12 surprising facts about Edinburgh’s Old Town

A visit to Edinburgh’s Old Town is guaranteed to deliver some delightful surprises for the intrepid traveller. But to whet your appetite, here, in no particular order, is a summary of 12 fascinating facts about one of Europe’s most intriguing medieval cities:

Edinburgh Castle is built on an extinct volcano.

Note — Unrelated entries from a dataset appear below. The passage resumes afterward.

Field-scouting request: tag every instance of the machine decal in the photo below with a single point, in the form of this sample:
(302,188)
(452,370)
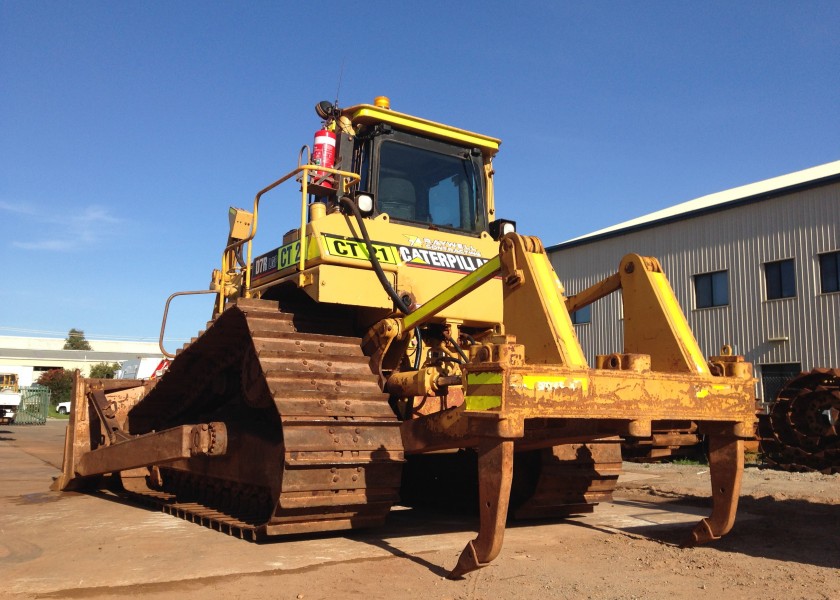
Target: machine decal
(548,384)
(353,248)
(439,260)
(442,246)
(412,256)
(281,258)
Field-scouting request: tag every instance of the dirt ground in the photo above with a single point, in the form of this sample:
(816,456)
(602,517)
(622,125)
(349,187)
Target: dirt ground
(785,544)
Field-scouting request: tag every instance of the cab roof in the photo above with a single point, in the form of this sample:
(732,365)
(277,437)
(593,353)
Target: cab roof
(368,114)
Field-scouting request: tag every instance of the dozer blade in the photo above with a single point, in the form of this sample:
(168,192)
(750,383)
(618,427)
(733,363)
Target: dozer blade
(312,444)
(87,430)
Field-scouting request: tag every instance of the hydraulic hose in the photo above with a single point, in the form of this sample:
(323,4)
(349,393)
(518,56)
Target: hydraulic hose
(374,261)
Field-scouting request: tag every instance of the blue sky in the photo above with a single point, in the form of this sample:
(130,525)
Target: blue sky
(128,128)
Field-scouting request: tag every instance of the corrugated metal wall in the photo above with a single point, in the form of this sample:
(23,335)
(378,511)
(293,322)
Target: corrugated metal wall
(800,225)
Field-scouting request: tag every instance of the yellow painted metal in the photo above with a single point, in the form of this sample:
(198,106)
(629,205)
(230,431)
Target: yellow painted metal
(366,113)
(606,394)
(653,320)
(420,263)
(453,293)
(484,390)
(336,284)
(346,180)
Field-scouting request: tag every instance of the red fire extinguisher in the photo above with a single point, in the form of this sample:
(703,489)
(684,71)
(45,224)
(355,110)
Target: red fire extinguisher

Given Scotland’s mountainous landscape, the existence of a volcano in the heart of the capital is hardly a surprise, but fortunately this one hasn’t erupted for a mere 340 million years. The summit of Castle Rock, where humans have dwelt since 850BC, offered a perfect defensive position for a fortress; it just so happens to be the plug of this volcano’s vent.

Edinburgh Castle


The castle was once home to an elephant.

When the 78th Highlanders arrived in Edinburgh after a lengthy tour of Sri Lanka in 1838, they brought with them an elephant, who cemented his place at the barracks as the head of the Highlanders’ marching band. Legend has it that he was partial for a pint of beer at bedtime which he’d collect, with his trunk, from the canteen window.

The castle wasn’t the only place in the Old Town an elephant lived…

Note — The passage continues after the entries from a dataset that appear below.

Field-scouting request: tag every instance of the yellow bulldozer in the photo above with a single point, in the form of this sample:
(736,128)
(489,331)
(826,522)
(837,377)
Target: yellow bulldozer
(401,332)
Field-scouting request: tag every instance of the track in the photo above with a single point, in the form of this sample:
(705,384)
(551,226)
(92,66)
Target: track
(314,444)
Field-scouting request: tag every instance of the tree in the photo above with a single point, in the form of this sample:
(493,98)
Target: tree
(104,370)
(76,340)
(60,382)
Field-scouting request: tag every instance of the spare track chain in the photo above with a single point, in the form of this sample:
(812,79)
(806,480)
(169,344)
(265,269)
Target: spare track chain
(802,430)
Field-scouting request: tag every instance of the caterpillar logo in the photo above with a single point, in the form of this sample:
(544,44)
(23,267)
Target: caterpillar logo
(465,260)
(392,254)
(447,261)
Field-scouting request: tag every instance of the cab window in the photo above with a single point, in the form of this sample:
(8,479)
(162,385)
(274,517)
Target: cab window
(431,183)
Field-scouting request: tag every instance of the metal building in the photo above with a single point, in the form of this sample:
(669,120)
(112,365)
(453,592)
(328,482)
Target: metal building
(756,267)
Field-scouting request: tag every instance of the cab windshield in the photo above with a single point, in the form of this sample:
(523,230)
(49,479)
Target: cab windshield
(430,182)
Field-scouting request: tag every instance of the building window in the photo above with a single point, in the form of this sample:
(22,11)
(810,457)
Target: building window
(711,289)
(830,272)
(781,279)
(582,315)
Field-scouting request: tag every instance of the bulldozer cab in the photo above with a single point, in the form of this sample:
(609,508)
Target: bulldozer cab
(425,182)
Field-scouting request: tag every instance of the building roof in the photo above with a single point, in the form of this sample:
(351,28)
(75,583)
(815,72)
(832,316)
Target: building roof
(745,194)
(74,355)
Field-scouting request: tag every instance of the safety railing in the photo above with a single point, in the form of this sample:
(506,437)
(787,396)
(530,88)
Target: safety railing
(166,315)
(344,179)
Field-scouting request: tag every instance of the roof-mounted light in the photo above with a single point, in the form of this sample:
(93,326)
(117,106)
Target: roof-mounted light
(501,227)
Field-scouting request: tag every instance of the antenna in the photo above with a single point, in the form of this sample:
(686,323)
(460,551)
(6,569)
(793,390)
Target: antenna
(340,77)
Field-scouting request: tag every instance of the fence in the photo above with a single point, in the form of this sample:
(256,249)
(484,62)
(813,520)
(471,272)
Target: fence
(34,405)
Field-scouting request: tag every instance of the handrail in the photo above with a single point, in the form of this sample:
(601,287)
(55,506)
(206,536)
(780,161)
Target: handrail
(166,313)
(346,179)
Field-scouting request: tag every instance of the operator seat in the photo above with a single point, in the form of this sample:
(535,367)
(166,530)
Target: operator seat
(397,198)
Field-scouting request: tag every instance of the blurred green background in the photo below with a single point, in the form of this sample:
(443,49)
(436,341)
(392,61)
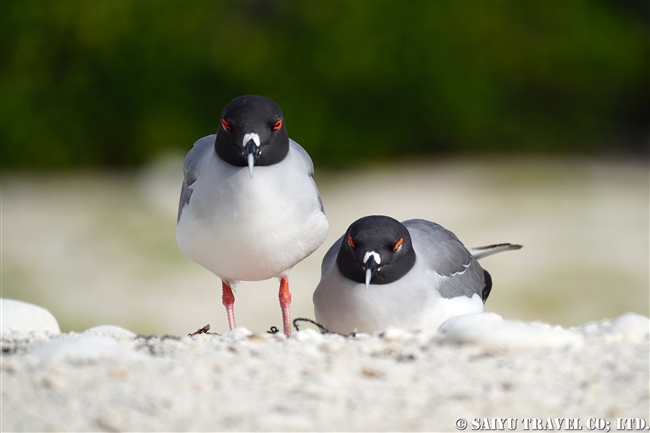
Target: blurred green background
(88,84)
(522,122)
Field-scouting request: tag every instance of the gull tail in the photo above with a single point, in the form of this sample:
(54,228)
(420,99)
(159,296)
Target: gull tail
(480,252)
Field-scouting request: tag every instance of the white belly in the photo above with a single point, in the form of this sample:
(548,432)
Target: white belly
(413,302)
(251,229)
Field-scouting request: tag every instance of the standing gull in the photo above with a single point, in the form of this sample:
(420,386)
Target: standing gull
(249,208)
(415,274)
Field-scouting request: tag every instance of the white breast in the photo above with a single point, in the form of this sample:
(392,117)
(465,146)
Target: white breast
(251,229)
(412,302)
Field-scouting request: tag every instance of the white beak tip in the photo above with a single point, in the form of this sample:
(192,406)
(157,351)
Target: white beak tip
(251,164)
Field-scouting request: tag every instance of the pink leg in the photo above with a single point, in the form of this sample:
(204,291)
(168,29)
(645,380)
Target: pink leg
(228,300)
(285,301)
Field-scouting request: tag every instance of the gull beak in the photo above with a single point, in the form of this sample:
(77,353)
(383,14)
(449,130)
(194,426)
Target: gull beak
(252,151)
(371,267)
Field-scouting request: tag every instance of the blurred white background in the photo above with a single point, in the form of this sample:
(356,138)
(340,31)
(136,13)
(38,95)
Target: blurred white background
(100,248)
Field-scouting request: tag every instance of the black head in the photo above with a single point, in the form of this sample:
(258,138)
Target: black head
(252,132)
(376,250)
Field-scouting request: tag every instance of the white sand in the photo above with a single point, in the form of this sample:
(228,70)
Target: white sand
(106,379)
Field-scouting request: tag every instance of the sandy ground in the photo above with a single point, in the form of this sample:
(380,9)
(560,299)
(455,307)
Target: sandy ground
(100,248)
(473,371)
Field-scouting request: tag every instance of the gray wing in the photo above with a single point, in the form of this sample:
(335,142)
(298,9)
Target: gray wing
(308,166)
(444,254)
(488,250)
(303,156)
(191,167)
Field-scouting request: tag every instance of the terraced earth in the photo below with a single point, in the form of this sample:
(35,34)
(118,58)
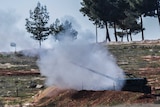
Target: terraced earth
(142,59)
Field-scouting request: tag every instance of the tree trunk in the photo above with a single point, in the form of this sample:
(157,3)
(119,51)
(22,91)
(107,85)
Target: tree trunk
(127,36)
(96,34)
(130,34)
(40,43)
(115,32)
(107,33)
(142,28)
(122,39)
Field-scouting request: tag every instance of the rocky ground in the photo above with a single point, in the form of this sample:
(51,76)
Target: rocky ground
(142,59)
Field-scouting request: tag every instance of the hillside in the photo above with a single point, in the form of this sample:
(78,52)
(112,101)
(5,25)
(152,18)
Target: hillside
(138,58)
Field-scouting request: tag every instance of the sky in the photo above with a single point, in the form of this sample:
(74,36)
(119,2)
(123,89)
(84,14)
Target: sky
(13,15)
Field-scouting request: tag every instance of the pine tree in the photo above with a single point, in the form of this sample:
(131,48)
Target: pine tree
(36,23)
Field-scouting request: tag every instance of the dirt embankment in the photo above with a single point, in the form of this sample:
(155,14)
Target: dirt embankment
(72,98)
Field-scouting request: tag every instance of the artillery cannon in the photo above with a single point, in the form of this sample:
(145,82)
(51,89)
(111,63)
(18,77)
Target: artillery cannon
(135,84)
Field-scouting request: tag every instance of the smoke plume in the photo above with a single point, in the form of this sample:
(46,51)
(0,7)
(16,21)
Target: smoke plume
(80,65)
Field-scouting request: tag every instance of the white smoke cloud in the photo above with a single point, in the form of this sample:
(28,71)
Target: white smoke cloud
(9,32)
(80,65)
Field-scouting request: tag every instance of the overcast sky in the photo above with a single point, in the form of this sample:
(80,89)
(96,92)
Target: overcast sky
(14,12)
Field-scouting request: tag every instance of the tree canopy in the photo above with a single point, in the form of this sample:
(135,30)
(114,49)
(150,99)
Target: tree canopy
(121,14)
(36,23)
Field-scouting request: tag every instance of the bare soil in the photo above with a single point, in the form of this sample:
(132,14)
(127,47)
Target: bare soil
(139,58)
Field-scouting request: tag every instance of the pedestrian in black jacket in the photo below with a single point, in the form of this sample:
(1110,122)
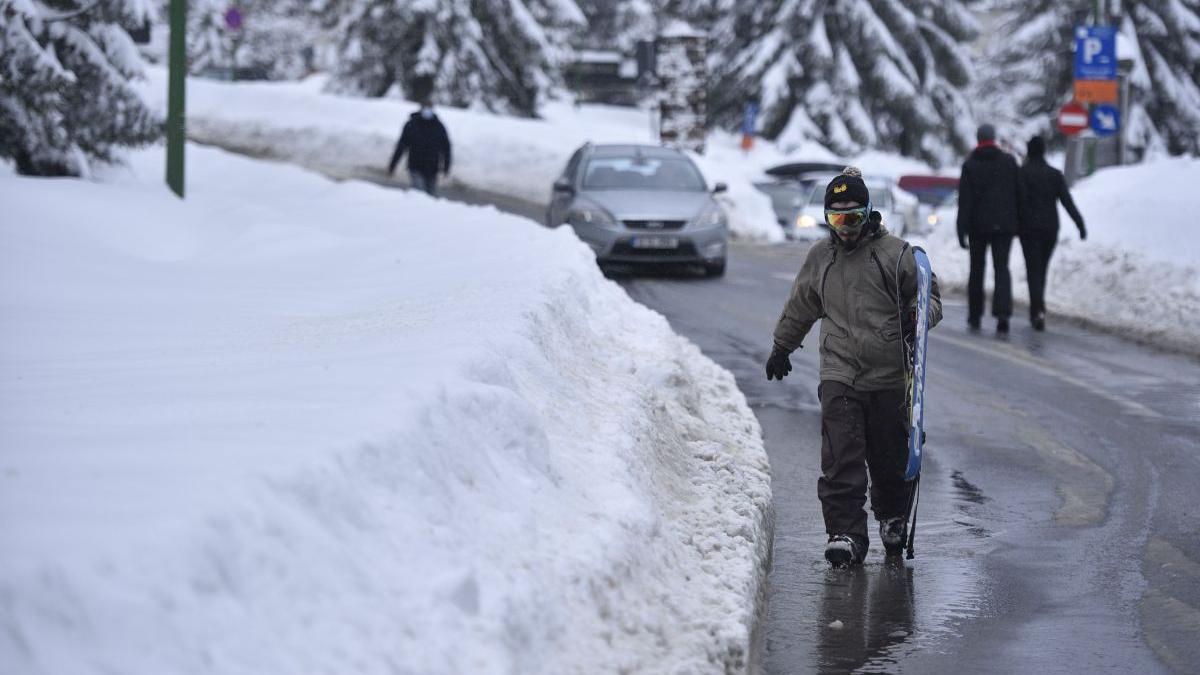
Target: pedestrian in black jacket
(1042,187)
(429,149)
(989,204)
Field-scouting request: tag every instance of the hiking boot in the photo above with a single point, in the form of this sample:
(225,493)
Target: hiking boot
(845,550)
(893,532)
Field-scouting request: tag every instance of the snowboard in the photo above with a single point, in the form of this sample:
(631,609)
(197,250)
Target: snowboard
(917,372)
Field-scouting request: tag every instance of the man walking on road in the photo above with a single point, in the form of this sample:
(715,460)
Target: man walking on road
(429,149)
(862,284)
(989,204)
(1042,187)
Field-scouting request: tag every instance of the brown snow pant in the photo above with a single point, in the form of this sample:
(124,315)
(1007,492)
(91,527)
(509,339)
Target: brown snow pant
(861,432)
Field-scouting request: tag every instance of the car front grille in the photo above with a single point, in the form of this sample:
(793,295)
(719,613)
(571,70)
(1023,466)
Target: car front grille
(655,225)
(624,249)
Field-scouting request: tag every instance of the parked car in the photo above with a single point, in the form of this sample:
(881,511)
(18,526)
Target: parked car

According to a recently unearthed letter from the early 18th century, an elephant was kept in an upstairs apartment in the city after being leased to a Dutchman, Abraham Sever. Unfortunately, the bakery downstairs was exposed to cascades of water and dung, damaging property; however, the city council nevertheless granted permission for Mr Sever to parade the animal for the city’s residents.

Edinburgh’s Old Town is a designated World Heritage Site.

Wandering the streets of the Old Town is like stepping back in time, so it’s little surprise that it’s been recognised as a UNESCO World Heritage Site, pitting it against other global wonders such as the Amalfi Coast, the Taj Mahal and the Great Barrier Reef. Just not as warm…

PHOTO BY @sunxjin

PHOTO BY @sunxjin

Edinburgh hosts the greatest number of listed buildings in the UK.

Edinburgh’s Old Town is an architectural treasure chest, featuring more listed buildings – many in the most valued category – than anywhere else in the UK. Throughout the city, there are a staggering 4,500 listed buildings, the oldest and most well-preserved littering the Old Town, offering the visitor a window into the past that few other destinations can rival.

When is a mile not a mile?

Edinburgh’s most famous street, the Royal Mile connects Edinburgh Castle with the Palace of Holyrood but, despite its name, the route isn’t actually a mile long. From one end to the other is approximately 1.1 miles – a Scots Mile: a peculiar unit of measure of such importance that it hasn’t been used since the 18th century.

The name ‘The Royal Mile’ is a recent invention.

Although the Royal Mile is the heart of Edinburgh’s Old Town and one of the most famous areas in the city, its name was only coined in the early 20th century. Previously, the Royal Mile was known as the High Street, reflecting the medieval market that attracted traders from across England and the continent; today, some locals still refer to the Royal Mile by its former name.

PHOTO BY @sunxjin

PHOTO BY @sunxjin

Grassmarket was the scene of public executions

Close to the Royal Mile, Grassmarket is a convivial area for entertainment, although its history as a scene for public executions is anything but pleasant. Here, thieves, murderers and political outcasts were treated to a spot of hanging, while a particularly frenzied 25-year period in the late 17th century became ominously known as ‘The Killing Time’.

Princess Street Gardens is situated over a former sewer

Until it was drained in the 18th century on the order of disgusted councillors fed up of its stench, the Nor’ Loch was an area of marshland in which human and animal excrement was deposited. Unfortunately, it was also the source of water for brave residents, while many a suspected witch and criminal was also condemned to a sludgy end in the murky depths of this fetid swamp.

You’ve got no excuse for missing your train in Edinburgh

The clock that sits astride the Balmoral Hotel, adjacent to Edinburgh’s Waverley Station, is a dominant architectural feature that serves more than simply gracing the city’s skyline. For over a century, the clock has run three minutes fast, an idea first introduced to assist passengers of the North British Railway Company by helping them to arrive on time for their trains.

The gun that is fired every day at the castle.

Never three minutes late, a light artillery gun is fired at 1 o’clock every day (except on Sundays, Good Friday and Christmas Day) from Edinburgh Castle, a tradition that has survived for over 150 years. Originally designed to give residents a chance to check the time, today the tradition separates the locals, who glance at their watches, from visitors, who tend to react with alarm.

The coffins on Arthur’s Seat

In 1836, a group of boys, rabbiting on Arthur’s Seat, discovered 17 miniature coffins, complete with Lilliputian carved figures inside, eight of which are on display in the National Museum of Scotland. The work of ancient magicians, tributes to murdered Dunediners or simply wooden soldiers given a macabre makeover? Theories abound to explain a mystery that has prevailed for nearly 200 years.